SPECIFC AIMS
In the United States, the rate of opioid use during pregnancy has dramatically increased, paralleling the crisis
observed in the general population. Maternal opioid use results in higher incidence of adverse outcomes for both
mother and offspring, notably preterm birth, delivery complications, and neonatal opioid withdrawal syndrome
(NOWS), which can lead to major, life-threatening sequelae if left untreated. The incidence of NOWS has more
than quadrupled since 2000 and yearly medical costs are now close to $1 billion. Therefore, there is a clear and
urgent need to improve medical strategies for these vulnerable unique patients. Better approaches for early
detection of infants who will most likely withdraw and identification of targets of safe treatments for an effective
recovery are sorely needed. In this application, we will test the central hypothesis that biomarkers that can
predict onset and severity of NOWS, length of hospitalization and neurodevelopmental outcomes can
be detected in fetal circulation prior to symptom onset. We are uniquely positioned to address this
hypothesis by leveraging the infrastructure of the Perinatal Assistance and Treatment Home (PATHways)
program, and the Neonatal Abstinence Care Unit (NACU), unique resources at the University of Kentucky that
serve pregnant women with substance use disorder and their neonates. We propose to collect 60 paired umbilical
cord blood (UCB) at delivery and neonatal blood samples at 24 hours of life and during NACU hospitalization of
neonates born to women with a history of chronic opioid use disorder as well as perform neurodevelopmental
tests to complete the following specific aims:
Aim 1: Identify biomarkers of NOWS onset and severity. Approximately 50% of neonates exposed in utero
to opioids develop NOWS, however symptoms do not predict the length of hospitalization. Current treatment
paradigm for NOWS involves waiting to see signs of withdrawal before initiation of medical treatments, which
themselves may have detrimental effects on the newborn’s development. Thus, identification of early biomarkers
of NOWS that would predict disease onset and severity are urgently needed. We will determine levels of
inflammatory mediators, markers of brain injury and neurotrophic factors in UCB and 24 hours post birth plasma
by Luminex and ELISA and use statistical tools such Random Forest to identify predictive biomarkers.

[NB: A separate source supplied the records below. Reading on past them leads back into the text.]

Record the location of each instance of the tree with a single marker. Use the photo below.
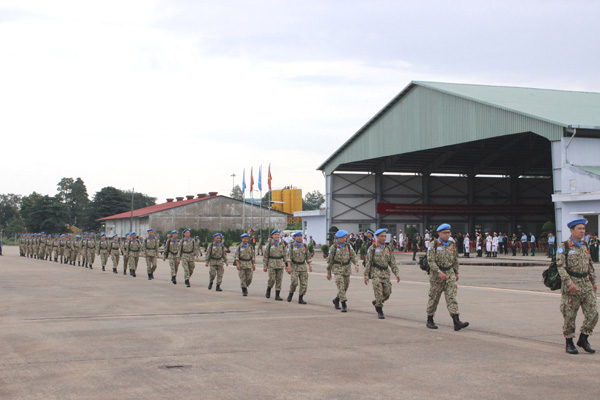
(313, 200)
(236, 193)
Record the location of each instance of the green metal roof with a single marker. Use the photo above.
(427, 115)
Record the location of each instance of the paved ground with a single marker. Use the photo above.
(72, 333)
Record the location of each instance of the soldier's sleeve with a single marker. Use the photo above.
(431, 252)
(368, 263)
(560, 264)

Furthermore, NOWS severity is variable and determining indicators of NACU stay would help the clinical care
team adjust interventions. Thus, we will also carry out a similar analysis in blood samples obtained from neonates
admitted to the NACU to identify biomarkers of severity and NACU stay length.

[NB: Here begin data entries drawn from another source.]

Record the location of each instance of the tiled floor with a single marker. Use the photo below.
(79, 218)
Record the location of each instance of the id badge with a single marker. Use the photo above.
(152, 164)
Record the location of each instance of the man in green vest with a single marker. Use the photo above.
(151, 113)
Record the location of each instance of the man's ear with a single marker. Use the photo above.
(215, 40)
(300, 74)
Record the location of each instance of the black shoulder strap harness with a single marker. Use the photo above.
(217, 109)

Aim 2: Measure the role of the neonatal immune system in NOWS development. Recent data strongly
suggest a complex bi-directional interaction between immune system and opioids. In non-gravid adult individuals,
opioids have been shown to dysregulate immune responses while, a significant increase in fragile-like regulatory
T cells (Tregs) that cross the blood-brain barrier, alter neuronal signaling, and contribute to withdrawal
symptoms. Therefore, this aim will test the hypothesis that alteration in neonatal immune cell frequency and
function can be predictive of NOWS onset and severity. Therefore, we will determine the frequency, phenotype,
and functional potential of UCB and neonatal blood leukocytes by flow cytometry and use artificial intelligence
tools to extract predictive biomarkers.
Aim 3: Determine the implications of altered inflammatory changes on neurobehavior. In utero opioid
exposure is associated with neurocognitive deficits in attention, executive function, visual-motor function, and
neurobehavior development in the offspring. Microglia, the macrophages of the brain, are key regulators of
central nervous system (CNS) development through their ability to regulate neuronal survival, differentiation, and
axonal outgrowth. Thus, in this aim, we will test the hypothesis that functional alteration in microglia align with
neurobehavioral outcomes in neonates exposed to opioids in utero. To that end, UCB cells will be differentiated
into microglia-like cells as surrogates to assess opioid-associated changes in CNS-resident microglia. These
results will be integrated with the NeoNatal Neurobehavioral Scale (NNNS-II) performed on day of life (DOL) 5
and at the time of NACU discharge, as well as data from Aims 1 and 2.
The success of this application is bolstered by access to the NACU and PATHways clinic at the University of
Kentucky (UK), the innovative experimental approaches, and the use of paired clinical samples. Moreover, this
proposal brings to bear the combined expertise of Dr. Messaoudi, an immunologist with an established track
record investigating immunity at the maternal-fetal interface, Dr. Giannone, a neonatologist with extensive
expertise in necrotizing enterocolitis and brain injury in preterm infants and Dr. O’Brien, a maternal-fetal medicine
specialist with comprehensive expertise in high-risk pregnancies.